Helewise has put on her gown and her flower garland. She cannot eat and uses the excuse that her dress is tight and she wants to have room for the feast later. Her mother nods without comment; Elena shoots her a look. The family leave the house in the middle of the morning — it has been a tense wait for impatient Helewise, trying to appear only as excited as she usually is instead of filled with this nervous, thrilling sensation for which she has no name — and, with Ralf and Emma in the lead, they make their slow and stately way down to the meadow, greeting people as they go.

It is some time before Helewise spots Ivo. She has already spoken to his father and been introduced to Benedict’s companion, a silent man named Martin who bears a slight resemblance to his master; she wonders if they are related but such is her state of mind this day that the matter slips from her consciousness almost as soon as it has entered it. Benedict gives her a beaming smile and then a wink, as if to say, I know full well what you’re up to! Then he engages Ralf in a conversation about wool export and Helewise, blush fading, scuttles away. She circles the field, slowly, trying to appear leisurely and graceful, and her sister Aeleis bounds around her, drawing her attention to the horses, the ponies, the hounds — ‘Oh, look at the puppy! Isn’t he sweet? Do you think Father would let me have him?’ — although Helewise hardly hears.

Then she sees him, leaning against one of the great oaks, arms crossed over his broad chest. He wears a tunic in dark green with a lighter green border in which there are touches of rich gold embroidery. His brown hair shines with health and there are bright streaks in it, as if he has been riding bare-headed beneath the sun. He smiles at her and in that moment she knows that he loves her just as she loves him. She walks slowly up to him.

‘Hello, sweeting,’ he says softly. ‘I have never seen you look more beautiful.’

She glances down at herself as if she has forgotten what she is wearing, hardly likely since she thought ahead to this moment, dwelling on its infinite possibilities, with every stitch that she sewed. ‘Thank you.’

Their eyes lock again. Then he says, ‘I think that I should be presented to your parents, with your permission. My father has suggested that he be the one to do it.’

‘Yes, oh, yes,’ she agrees. ‘Shall we find him and take him to my father and mother?’

Ivo hesitates. It seems that he does not know how these things are accomplished any more than she does. ‘Perhaps my father should perform this presentation with me alone,’ he suggests. ‘If you and I are both there, may it not appear that we have — I mean, that there is a degree of acquaintance between us that your parents have not known about?’
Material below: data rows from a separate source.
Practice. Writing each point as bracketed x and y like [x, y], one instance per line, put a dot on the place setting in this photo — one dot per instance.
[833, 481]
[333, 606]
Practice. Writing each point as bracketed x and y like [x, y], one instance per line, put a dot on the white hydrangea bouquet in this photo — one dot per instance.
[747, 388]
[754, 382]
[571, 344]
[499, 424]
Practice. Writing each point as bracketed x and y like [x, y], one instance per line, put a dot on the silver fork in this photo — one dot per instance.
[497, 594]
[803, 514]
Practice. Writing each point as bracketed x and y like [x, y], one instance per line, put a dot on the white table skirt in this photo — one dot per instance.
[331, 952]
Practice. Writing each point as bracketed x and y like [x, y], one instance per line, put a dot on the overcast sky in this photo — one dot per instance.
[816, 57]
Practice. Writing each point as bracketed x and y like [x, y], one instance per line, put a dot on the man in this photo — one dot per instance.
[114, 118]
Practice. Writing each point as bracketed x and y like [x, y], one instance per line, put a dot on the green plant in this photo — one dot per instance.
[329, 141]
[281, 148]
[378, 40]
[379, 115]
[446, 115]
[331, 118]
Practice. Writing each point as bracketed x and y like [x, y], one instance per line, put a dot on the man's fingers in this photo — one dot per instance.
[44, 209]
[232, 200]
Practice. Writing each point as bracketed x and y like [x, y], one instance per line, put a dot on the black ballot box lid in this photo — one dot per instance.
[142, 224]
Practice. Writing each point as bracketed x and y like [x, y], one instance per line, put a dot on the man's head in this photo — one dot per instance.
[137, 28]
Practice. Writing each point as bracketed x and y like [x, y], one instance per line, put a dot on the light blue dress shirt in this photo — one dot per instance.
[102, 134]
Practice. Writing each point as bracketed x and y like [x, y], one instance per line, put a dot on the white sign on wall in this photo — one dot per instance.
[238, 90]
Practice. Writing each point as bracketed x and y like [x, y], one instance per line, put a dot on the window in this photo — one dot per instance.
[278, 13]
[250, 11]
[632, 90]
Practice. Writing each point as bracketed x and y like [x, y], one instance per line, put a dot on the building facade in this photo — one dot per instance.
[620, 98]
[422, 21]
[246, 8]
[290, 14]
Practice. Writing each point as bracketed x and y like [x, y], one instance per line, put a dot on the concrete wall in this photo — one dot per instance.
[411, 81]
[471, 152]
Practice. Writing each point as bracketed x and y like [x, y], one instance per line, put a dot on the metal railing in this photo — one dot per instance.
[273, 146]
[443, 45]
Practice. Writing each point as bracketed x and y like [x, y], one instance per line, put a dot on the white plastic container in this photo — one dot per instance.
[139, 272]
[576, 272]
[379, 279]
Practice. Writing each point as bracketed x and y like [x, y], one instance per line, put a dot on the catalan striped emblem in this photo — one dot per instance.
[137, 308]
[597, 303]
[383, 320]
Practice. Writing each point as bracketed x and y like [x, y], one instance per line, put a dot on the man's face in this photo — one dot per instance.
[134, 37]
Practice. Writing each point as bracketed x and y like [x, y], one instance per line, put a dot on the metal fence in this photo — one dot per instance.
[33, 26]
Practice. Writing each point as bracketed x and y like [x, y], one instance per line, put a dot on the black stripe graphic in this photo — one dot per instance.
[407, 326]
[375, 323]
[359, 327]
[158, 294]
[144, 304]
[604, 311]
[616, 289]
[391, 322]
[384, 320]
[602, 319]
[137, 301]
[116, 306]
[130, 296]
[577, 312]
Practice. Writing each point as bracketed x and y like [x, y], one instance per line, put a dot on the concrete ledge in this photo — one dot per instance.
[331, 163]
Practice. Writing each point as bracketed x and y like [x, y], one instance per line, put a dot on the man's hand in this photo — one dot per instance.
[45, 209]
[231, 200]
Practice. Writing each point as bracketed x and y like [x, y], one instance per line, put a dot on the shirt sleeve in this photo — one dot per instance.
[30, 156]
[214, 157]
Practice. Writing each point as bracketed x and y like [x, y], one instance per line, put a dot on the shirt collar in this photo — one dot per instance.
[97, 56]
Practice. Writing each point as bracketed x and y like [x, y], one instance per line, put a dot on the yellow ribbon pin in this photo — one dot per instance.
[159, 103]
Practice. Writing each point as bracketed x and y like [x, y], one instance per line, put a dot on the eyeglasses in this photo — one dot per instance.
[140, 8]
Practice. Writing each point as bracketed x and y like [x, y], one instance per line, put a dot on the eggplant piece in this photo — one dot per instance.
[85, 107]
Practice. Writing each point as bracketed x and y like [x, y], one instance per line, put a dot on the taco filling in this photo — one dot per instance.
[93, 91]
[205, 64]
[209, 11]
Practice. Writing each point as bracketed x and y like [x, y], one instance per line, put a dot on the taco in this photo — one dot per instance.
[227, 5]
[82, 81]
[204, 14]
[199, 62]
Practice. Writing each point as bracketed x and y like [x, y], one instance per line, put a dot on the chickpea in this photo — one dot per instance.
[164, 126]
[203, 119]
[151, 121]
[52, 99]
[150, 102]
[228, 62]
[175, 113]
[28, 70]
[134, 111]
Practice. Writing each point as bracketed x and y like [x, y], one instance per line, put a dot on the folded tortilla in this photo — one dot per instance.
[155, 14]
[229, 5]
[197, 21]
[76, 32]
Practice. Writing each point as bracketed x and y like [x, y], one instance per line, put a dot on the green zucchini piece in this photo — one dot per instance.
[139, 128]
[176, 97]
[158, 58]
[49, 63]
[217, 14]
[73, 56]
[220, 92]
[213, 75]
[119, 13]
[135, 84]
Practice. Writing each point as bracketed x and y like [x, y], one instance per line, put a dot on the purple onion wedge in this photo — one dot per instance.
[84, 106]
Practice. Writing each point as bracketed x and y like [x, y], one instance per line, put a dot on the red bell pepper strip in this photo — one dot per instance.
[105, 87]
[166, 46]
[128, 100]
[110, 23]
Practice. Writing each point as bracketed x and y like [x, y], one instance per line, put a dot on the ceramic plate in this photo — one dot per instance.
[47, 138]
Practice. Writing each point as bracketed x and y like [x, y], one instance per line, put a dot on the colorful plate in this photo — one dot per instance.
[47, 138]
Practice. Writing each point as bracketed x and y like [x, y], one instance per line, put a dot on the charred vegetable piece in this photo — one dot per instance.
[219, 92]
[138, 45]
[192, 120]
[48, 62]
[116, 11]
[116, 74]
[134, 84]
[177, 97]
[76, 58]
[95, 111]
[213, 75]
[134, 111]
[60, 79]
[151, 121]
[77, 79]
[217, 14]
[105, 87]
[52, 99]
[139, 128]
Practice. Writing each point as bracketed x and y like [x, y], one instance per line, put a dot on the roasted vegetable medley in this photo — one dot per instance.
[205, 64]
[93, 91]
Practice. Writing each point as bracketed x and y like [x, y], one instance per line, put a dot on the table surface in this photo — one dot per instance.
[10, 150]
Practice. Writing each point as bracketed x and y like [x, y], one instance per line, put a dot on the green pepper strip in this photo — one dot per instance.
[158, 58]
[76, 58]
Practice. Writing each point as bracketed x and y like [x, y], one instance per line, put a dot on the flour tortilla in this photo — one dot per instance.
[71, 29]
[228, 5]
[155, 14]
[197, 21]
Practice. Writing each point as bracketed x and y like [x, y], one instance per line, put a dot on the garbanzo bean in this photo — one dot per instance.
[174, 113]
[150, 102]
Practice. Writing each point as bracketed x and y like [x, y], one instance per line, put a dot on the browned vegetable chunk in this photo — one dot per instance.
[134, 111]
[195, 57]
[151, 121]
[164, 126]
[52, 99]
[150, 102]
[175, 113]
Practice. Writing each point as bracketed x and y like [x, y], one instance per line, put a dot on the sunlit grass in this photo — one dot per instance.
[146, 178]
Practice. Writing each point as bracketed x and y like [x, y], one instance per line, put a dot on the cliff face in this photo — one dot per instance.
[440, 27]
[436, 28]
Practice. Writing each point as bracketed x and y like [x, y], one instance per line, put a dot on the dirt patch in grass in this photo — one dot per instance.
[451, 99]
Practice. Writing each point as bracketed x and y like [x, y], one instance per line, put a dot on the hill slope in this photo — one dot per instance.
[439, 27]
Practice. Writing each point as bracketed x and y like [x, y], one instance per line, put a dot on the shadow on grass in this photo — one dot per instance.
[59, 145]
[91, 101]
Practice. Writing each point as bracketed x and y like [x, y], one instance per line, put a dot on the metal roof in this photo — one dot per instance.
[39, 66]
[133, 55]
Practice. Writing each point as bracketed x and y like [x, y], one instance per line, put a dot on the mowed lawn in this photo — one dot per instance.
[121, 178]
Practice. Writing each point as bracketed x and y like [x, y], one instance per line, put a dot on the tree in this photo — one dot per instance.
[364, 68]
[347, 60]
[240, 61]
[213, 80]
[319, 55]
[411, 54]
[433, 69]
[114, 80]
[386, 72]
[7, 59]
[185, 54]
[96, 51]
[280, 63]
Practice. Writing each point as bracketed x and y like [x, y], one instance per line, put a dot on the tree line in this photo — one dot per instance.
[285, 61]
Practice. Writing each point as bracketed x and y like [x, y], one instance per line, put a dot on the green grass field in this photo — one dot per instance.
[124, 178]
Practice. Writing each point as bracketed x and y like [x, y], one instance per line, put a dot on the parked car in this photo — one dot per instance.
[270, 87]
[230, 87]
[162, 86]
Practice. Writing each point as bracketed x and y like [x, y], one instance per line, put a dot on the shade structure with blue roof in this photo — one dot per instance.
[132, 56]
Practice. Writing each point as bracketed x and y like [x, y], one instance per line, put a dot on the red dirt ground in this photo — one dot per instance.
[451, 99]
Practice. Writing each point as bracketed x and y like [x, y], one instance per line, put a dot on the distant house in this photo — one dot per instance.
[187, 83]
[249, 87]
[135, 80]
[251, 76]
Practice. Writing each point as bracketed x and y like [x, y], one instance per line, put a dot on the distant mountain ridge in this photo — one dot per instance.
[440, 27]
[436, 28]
She understands. ‘Yes. Very well, then. But we shall be together again later?’ She cannot bear the thought that he is to slip off into the crowd and that will be that.

But he is smiling, gently, lovingly. Promisingly. ‘Of course we shall,’ he says. He blows her a kiss and then he is gone. She watches him stride away. He walks well. She hungers for him.

Time passes. To Helewise in her frantic impatience it feels like hours. Then she is summoned to her father’s side and finds him standing with Benedict Warin, the watchful Martin hovering nearby. Ivo is to his father’s right, a pace behind. Ralf says, ‘Helewise, you have already met Ivo, I understand.’ He gives her a keen glance but she makes herself stare back straight into his eyes; she has done things that he does not know about but, she tells herself, nothing terrible. Nothing more than passionate kisses that she has wished with all her heart, soul and body would go on into whatever comes next.